I timed pystone, and it's about 1.5% faster.  If that's the best we
can do (and I think that any of the PEPs trying to optimize global and
builtin access probably have about the same improvement rate as your
code), I'm not sure we should worry about this.  I'd rather try to
make method calls and instance attribute (both methods and instance
variables) access faster...

> > > For each dictionary, the number of negative entries is bound by the
> > > number of global and builtin names in the co_names of all code
> > > objects that get executed with that dictionary as their namespace.
> > 
> > And that's my worry.  Suppose a program has only one global but
> > touches every builtin.  Will the dictionary properly get resized to
> > accommodate all those negative entries?
> 
> >>>len(dir(__builtins__))*24  # sizeof PyDictEntry on i386
> 2736
> 
> Caching of string hashes also costs memory.

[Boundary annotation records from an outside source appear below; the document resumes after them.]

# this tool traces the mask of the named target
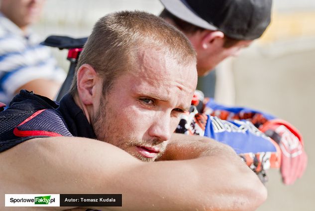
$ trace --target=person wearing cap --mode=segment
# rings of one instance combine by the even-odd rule
[[[8,104],[20,89],[53,99],[66,74],[49,48],[30,29],[44,0],[0,0],[0,101]]]
[[[195,47],[197,53],[199,76],[207,75],[226,58],[237,55],[242,48],[248,46],[254,40],[262,35],[271,21],[272,0],[160,0],[165,7],[160,16],[183,31]],[[196,97],[200,100],[195,102],[199,113],[215,116],[223,121],[230,121],[237,127],[243,126],[235,123],[234,120],[246,119],[268,136],[272,137],[277,144],[275,144],[275,147],[271,151],[268,150],[267,154],[275,153],[278,159],[274,160],[278,160],[280,162],[280,157],[282,158],[281,174],[285,184],[293,184],[302,176],[306,167],[307,156],[304,149],[302,137],[294,126],[259,111],[220,105],[212,99],[205,99],[200,91],[196,93]],[[210,117],[208,118],[209,120]],[[215,133],[212,132],[212,128],[211,131],[207,132],[207,125],[195,122],[200,119],[199,117],[198,118],[185,117],[181,121],[177,132],[205,134],[219,141],[230,143],[226,138],[218,138]],[[204,118],[203,122],[207,121],[207,118]],[[209,122],[210,121],[207,122],[208,126]],[[198,125],[204,126],[202,127],[203,129],[199,128],[200,131],[196,132],[198,130],[195,126]],[[232,138],[229,136],[225,137]],[[230,146],[232,144],[230,144]],[[239,149],[239,146],[237,147],[234,150]],[[277,152],[281,156],[277,155]],[[240,156],[244,160],[245,157],[250,157],[251,162],[248,162],[248,158],[245,161],[256,172],[268,169],[270,166],[279,166],[278,163],[271,164],[270,160],[273,159],[270,157],[264,167],[264,163],[259,159],[263,155],[253,153],[250,155]],[[253,162],[255,160],[261,162],[254,165]]]
[[[266,189],[230,147],[173,134],[196,63],[187,37],[153,14],[101,18],[59,105],[24,90],[0,112],[0,206],[8,193],[121,194],[109,210],[256,210]]]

Speed optimizations
> often do.  These costs need to be weighed against complexity,
> performance, and even the code size - other alternatives may use up
> as much code space as this one uses data in this worst-case
> scenario.

I wasn't worried about size; I was worried about correctness.  But it
appears that your code is fine.

BTW, here's a benchmarking tip.  Instead of timing this:

  for i in xrange(10000000):
      hex ; hex ; hex ; hex ; hex ; hex ; hex ; hex ; hex ; hex ;
      hex ; hex ; hex ; hex ; hex ; hex ; hex ; hex ; hex ; hex ;

you should time the for loop in this code:

  x = [0]*10000000
  for i in x:
      hex ; hex ; hex ; hex ; hex ; hex ; hex ; hex ; hex ; hex ;
      hex ; hex ; hex ; hex ; hex ; hex ; hex ; hex ; hex ; hex ;

The xrange iterator allocates (and implicitly deallocates) an int per
iteration, and you don't use that int at all.  (10 million
pointers is 40 MB -- if that's too much, it's OK to test with 1
million iterations.  Quick outcome:

CVS python 2.3:
builtin: 8.480
global: 6.780
local: 5.080
fast: 2.890

With your patch:
builtin: 4.660
global: 4.160
local: 4.020
fast: 3.000

Hm, this reports:
0 inline dictionary lookups
1568 fast dictionary lookups
121 slow dictionary lookups
0.00% inline
7.16% slow
created 308 string dicts
converted 32 to normal dicts
10.39% conversion rate

Somehow the counts seem to be off by several orders of magnitude.
What *do* these numbers report?

Also note that your patch slows down fast access (by 3%)!  How can it?
Adding more code to the interpreter's inner loop changes the cache
behavior, etc.  Tim Peters can tell you more about this.

--Guido van Rossum (home page: http://www.python.org/~guido/)